The Government of Mali demonstrated increasing efforts to protect trafficking victims during the year. The government referred approximately 170 victims to NGOs and international organizations for assistance. The vast majority of the victims were initially identified by police, gendarmes, border control officers, or regional officials of the Ministry for the Promotion of Women, Children, and the Family. Border patrol officials stopped two suspected cross-border trafficking attempts, rescuing three Burkinabe children at the Mali-Guinea border, and five Malian girls at the Mali-Niger border. In 2011, the Ministry for Women, Children, and the Family appropriated the equivalent of $100,000 to support regional multipurpose welcome centers and family placement services for abused or trafficked children.
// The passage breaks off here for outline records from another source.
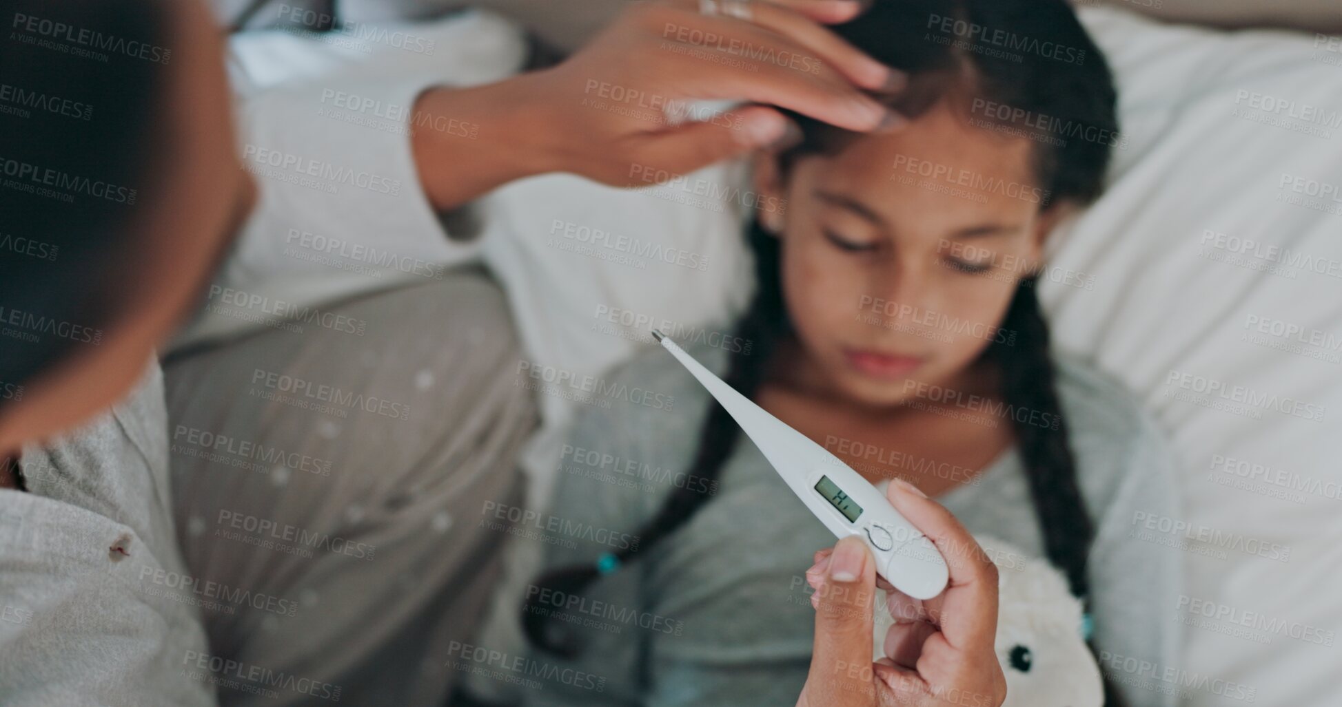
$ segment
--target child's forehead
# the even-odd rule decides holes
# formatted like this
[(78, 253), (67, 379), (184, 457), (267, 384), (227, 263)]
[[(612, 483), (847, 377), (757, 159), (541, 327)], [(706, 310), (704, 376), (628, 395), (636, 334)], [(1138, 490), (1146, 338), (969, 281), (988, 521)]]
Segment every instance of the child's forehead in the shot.
[(968, 170), (1021, 182), (1033, 178), (1032, 141), (978, 126), (957, 106), (942, 101), (898, 131), (856, 135), (831, 156), (832, 168), (886, 170), (894, 178), (894, 170), (917, 164), (919, 172)]

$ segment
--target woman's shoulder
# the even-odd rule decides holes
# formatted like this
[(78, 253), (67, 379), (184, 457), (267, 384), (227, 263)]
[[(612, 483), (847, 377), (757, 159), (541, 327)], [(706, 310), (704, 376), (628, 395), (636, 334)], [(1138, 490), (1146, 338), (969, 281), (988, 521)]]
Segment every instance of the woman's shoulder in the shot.
[(1074, 354), (1057, 356), (1056, 364), (1068, 440), (1092, 512), (1168, 500), (1176, 488), (1173, 456), (1155, 419), (1094, 364)]

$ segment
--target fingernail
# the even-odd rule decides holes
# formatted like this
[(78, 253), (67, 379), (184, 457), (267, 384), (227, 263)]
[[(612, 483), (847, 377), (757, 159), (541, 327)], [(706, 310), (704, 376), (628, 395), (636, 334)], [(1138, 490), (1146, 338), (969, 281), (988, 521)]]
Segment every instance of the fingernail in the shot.
[(809, 570), (807, 570), (807, 574), (824, 574), (825, 567), (828, 566), (829, 566), (829, 557), (823, 557), (820, 558), (820, 562), (816, 562), (815, 565), (811, 566)]
[(909, 483), (909, 482), (906, 482), (903, 479), (890, 479), (890, 483), (894, 484), (900, 491), (913, 494), (913, 495), (915, 495), (918, 498), (927, 498), (927, 494), (923, 494), (917, 486), (914, 486), (914, 484), (911, 484), (911, 483)]
[(752, 146), (764, 148), (786, 137), (789, 123), (780, 115), (754, 115), (745, 122), (742, 131)]
[(876, 91), (883, 94), (894, 94), (909, 87), (909, 74), (905, 74), (898, 68), (890, 68), (890, 67), (886, 68), (888, 70), (888, 74), (886, 74), (886, 80), (884, 83), (876, 87)]
[(829, 555), (829, 578), (844, 584), (856, 582), (862, 577), (864, 562), (867, 547), (856, 535), (848, 535), (835, 545), (835, 554)]

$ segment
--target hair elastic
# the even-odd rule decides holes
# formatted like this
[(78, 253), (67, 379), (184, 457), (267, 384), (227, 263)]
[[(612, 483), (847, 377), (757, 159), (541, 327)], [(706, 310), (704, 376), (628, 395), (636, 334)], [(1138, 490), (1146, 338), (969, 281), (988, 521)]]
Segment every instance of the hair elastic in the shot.
[(596, 558), (597, 574), (611, 574), (617, 569), (620, 569), (620, 558), (616, 557), (615, 553), (605, 553), (604, 555)]

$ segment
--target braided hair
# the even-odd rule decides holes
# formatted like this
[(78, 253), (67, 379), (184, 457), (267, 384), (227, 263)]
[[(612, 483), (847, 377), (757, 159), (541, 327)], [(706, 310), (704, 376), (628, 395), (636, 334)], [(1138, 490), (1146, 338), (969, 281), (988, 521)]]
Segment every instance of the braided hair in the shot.
[[(1056, 58), (1021, 56), (1017, 62), (994, 52), (973, 51), (973, 47), (966, 47), (973, 44), (972, 39), (929, 42), (923, 36), (929, 17), (951, 17), (970, 25), (1049, 39), (1075, 50), (1072, 56), (1083, 59), (1075, 64), (1060, 64)], [(866, 13), (835, 27), (835, 31), (876, 60), (909, 72), (909, 90), (887, 99), (906, 115), (917, 117), (949, 91), (961, 90), (974, 98), (1090, 127), (1094, 130), (1091, 134), (1118, 133), (1113, 76), (1064, 0), (875, 0)], [(784, 173), (798, 157), (831, 152), (854, 137), (801, 114), (789, 111), (788, 117), (801, 127), (804, 140), (780, 156)], [(993, 117), (989, 115), (989, 119)], [(1040, 208), (1064, 201), (1086, 204), (1099, 196), (1113, 141), (1060, 141), (1047, 134), (1033, 137), (1032, 166), (1045, 195)], [(764, 382), (770, 356), (792, 335), (792, 326), (782, 298), (778, 239), (754, 221), (747, 240), (754, 254), (757, 288), (745, 315), (737, 322), (735, 335), (752, 341), (753, 346), (749, 353), (730, 354), (723, 380), (753, 398)], [(1025, 467), (1048, 559), (1067, 577), (1071, 592), (1084, 600), (1090, 589), (1086, 562), (1095, 531), (1078, 483), (1076, 460), (1057, 394), (1048, 323), (1036, 286), (1037, 276), (1020, 280), (1000, 325), (1016, 337), (1011, 341), (994, 339), (981, 357), (1000, 373), (1000, 394), (1009, 405), (1047, 413), (1059, 421), (1056, 427), (1045, 428), (1031, 424), (1028, 417), (1012, 416), (1012, 432)], [(739, 439), (739, 428), (726, 409), (715, 401), (710, 402), (688, 472), (715, 480)], [(659, 512), (637, 531), (637, 549), (621, 549), (604, 555), (597, 563), (560, 567), (542, 574), (534, 584), (566, 596), (581, 594), (601, 574), (617, 570), (680, 529), (709, 500), (709, 487), (684, 484), (674, 488)], [(538, 596), (534, 593), (523, 606), (522, 625), (527, 639), (545, 651), (573, 656), (576, 643), (562, 632), (552, 632), (554, 627), (548, 621), (549, 613), (535, 605), (538, 600), (534, 597)], [(1107, 682), (1106, 704), (1119, 704), (1114, 687)]]

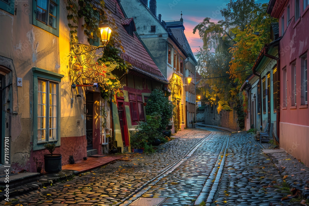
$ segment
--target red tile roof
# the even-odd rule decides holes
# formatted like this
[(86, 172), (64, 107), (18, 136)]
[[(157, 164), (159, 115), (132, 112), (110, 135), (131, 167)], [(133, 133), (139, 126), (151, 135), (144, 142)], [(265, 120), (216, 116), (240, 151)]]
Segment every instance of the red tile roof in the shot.
[(131, 36), (123, 26), (124, 23), (129, 23), (133, 19), (125, 18), (116, 0), (105, 0), (104, 2), (105, 7), (109, 10), (105, 13), (108, 20), (111, 22), (114, 21), (117, 27), (121, 45), (125, 51), (122, 54), (125, 60), (142, 69), (142, 71), (152, 73), (161, 80), (167, 82), (135, 33), (133, 33), (133, 36)]
[(126, 19), (120, 19), (120, 21), (122, 25), (129, 25), (133, 20), (133, 18), (127, 18)]

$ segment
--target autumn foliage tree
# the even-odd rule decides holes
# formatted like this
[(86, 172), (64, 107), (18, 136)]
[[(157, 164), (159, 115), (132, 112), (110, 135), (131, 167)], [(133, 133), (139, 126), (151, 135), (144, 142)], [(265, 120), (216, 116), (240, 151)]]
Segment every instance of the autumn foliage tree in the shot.
[[(277, 21), (266, 10), (268, 4), (254, 0), (231, 0), (221, 11), (217, 23), (205, 18), (194, 28), (203, 44), (197, 55), (197, 69), (204, 78), (198, 90), (219, 112), (242, 105), (239, 90), (260, 50), (270, 42), (270, 24)], [(219, 78), (217, 78), (218, 77)]]

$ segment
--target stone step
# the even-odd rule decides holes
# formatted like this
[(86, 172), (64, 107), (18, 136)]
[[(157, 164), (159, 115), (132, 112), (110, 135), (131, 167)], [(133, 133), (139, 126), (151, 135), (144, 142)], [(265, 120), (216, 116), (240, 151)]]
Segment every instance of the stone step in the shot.
[(87, 156), (89, 157), (94, 154), (98, 153), (98, 150), (96, 149), (92, 149), (87, 150)]
[(10, 187), (15, 187), (23, 185), (26, 184), (30, 183), (37, 182), (38, 177), (40, 176), (39, 173), (34, 172), (23, 172), (18, 174), (10, 174), (8, 178), (5, 176), (1, 176), (0, 177), (0, 187), (6, 187), (6, 185), (9, 182)]

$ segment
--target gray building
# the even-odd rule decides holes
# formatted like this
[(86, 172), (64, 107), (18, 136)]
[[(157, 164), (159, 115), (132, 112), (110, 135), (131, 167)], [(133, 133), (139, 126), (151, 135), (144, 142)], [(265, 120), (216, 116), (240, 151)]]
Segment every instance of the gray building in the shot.
[(149, 7), (147, 4), (143, 0), (121, 2), (125, 14), (133, 18), (136, 32), (161, 72), (168, 80), (173, 77), (179, 80), (182, 89), (171, 97), (177, 99), (179, 107), (178, 126), (181, 129), (191, 127), (196, 116), (195, 79), (189, 84), (188, 77), (195, 78), (197, 62), (184, 35), (183, 19), (162, 20), (161, 14), (156, 15), (155, 0), (150, 1)]

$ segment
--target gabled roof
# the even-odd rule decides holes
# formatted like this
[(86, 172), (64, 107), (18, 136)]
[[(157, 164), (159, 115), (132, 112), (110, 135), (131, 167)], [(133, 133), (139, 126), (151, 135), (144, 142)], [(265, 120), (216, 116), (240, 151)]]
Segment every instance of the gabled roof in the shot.
[(173, 35), (176, 38), (177, 40), (181, 45), (184, 51), (187, 53), (193, 61), (197, 63), (196, 60), (194, 57), (194, 55), (192, 52), (192, 49), (190, 47), (190, 44), (188, 40), (184, 34), (184, 30), (181, 28), (170, 28)]
[(125, 18), (120, 19), (122, 25), (129, 25), (133, 20), (133, 18)]
[[(145, 76), (160, 82), (168, 83), (136, 33), (133, 33), (133, 36), (130, 35), (123, 26), (124, 23), (125, 25), (129, 24), (133, 18), (126, 18), (116, 0), (105, 0), (104, 2), (105, 7), (110, 11), (105, 13), (108, 20), (115, 22), (121, 45), (125, 51), (121, 56), (126, 61), (132, 65), (130, 69), (138, 70), (144, 73)], [(139, 69), (136, 69), (137, 68)]]

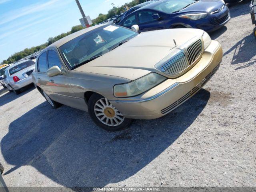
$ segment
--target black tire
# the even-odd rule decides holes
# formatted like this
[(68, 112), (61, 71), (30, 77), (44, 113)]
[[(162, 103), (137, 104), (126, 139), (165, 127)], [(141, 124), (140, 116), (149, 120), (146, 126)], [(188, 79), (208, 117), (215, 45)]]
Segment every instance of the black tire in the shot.
[(94, 94), (90, 97), (88, 102), (88, 111), (89, 114), (94, 122), (101, 128), (108, 131), (114, 132), (128, 128), (131, 125), (132, 120), (131, 119), (124, 118), (122, 123), (114, 126), (108, 126), (102, 122), (96, 116), (94, 112), (94, 106), (96, 103), (101, 99), (104, 98), (103, 96), (97, 94)]
[(20, 94), (20, 93), (21, 93), (21, 91), (20, 91), (20, 89), (18, 89), (18, 90), (15, 90), (12, 87), (12, 86), (11, 86), (10, 85), (9, 85), (9, 86), (10, 86), (10, 87), (12, 88), (12, 90), (13, 91), (13, 92), (15, 93), (15, 94), (16, 94), (16, 95), (18, 95), (19, 94)]
[(6, 87), (6, 88), (7, 88), (7, 89), (9, 91), (9, 92), (10, 93), (11, 93), (12, 92), (13, 92), (13, 89), (12, 89), (12, 87), (11, 87), (11, 86), (10, 86), (10, 85), (9, 84), (8, 84), (8, 86), (9, 86), (9, 87), (10, 87), (10, 88), (11, 88), (11, 90), (10, 90), (10, 89), (9, 89), (8, 88), (7, 88)]
[(56, 109), (62, 105), (60, 103), (58, 103), (58, 102), (56, 102), (56, 101), (52, 100), (48, 95), (44, 91), (42, 90), (41, 91), (42, 95), (43, 95), (43, 96), (44, 96), (46, 101), (52, 108), (53, 109)]
[(0, 173), (2, 174), (3, 172), (4, 172), (4, 166), (0, 163)]

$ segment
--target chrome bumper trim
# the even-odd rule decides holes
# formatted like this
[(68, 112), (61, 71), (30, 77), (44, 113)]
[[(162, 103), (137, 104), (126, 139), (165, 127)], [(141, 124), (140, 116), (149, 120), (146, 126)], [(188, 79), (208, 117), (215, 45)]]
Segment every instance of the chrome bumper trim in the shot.
[(168, 88), (166, 89), (163, 91), (160, 92), (160, 93), (156, 94), (154, 96), (152, 96), (152, 97), (149, 97), (148, 98), (147, 98), (146, 99), (141, 99), (139, 100), (110, 100), (109, 102), (114, 102), (117, 103), (143, 103), (144, 102), (146, 102), (147, 101), (151, 101), (154, 99), (155, 99), (158, 97), (161, 96), (163, 95), (165, 93), (168, 92), (170, 90), (173, 89), (176, 86), (178, 86), (180, 83), (175, 83), (173, 84), (171, 86), (169, 87)]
Due to limited resources, the government did not directly offer shelter services, although its regional welcome centers received trafficking victims from law enforcement and other government officials and referred them to an NGO-operated shelter or other forms of care. The government paid for the services of doctors who cared for child trafficking victims in NGO-operated multipurpose facilities. Government officials periodically visited multipurpose shelters in the capital and brought large donations of milk, sugar, diapers, and other in-kind support to these organizations. The prime minister presented the equivalent of $600 to a shelter that cared for infants and children, some of whom may be trafficking victims. The government also provided the equivalent of $435 in direct aid to rescue and repatriate 19 Senegalese boys held in forced begging by a corrupt Malian marabout. The government did not report identifying or assisting any victims of traditional slavery. Despite increasing reports of large numbers of children forced to labor in artisanal gold mines within Mali, the government cited a lack of personnel and resources to adequately identify and rescue victims in this sector. There were no reports that trafficking victims were penalized for unlawful acts they committed as a result of being trafficked.

Prevention

The Government of Mali made modest efforts to prevent trafficking during the last year. In October 2011, the Ministry of Malians Abroad held a workshop in Bamako to educate approximately 5,000 Malians about the dangers of illegal migration to Europe, including the possibility of becoming a victim of human trafficking. In January and February 2012, the Ministry of Malians Abroad sponsored awareness raising debates on human trafficking in all eight of Mali's regions. The chair of the National Coordinating Committee for the Fight against Trafficking in Persons and the head of the Malian National Unit for the Fight against Child Labor participated in international meetings in Cote d'Ivoire, Togo, Senegal, and Guinea-Bissau to further coordinate regional trafficking prevention. As part of the Mali-Cote d'Ivoire bilateral accord, the Malian and Ivoirian first ladies met in October 2011 to intensify their efforts against human trafficking. In November 2011, the National Coordinating Committee, the National Unit for the Fight Against Child Labor, the Committee to Track Child Labor, and local NGOs gathered and agreed to regular meetings, a standardized intake process, and common forms and tools for use by police, ministry officials, regional directorates, and NGOs in addressing child victims of trafficking. The government took no visible measures to decrease the demand for commercial sex acts or forced labor. The government did not provide anti-trafficking training to Malian troops prior to their deployment abroad on international peacekeeping missions.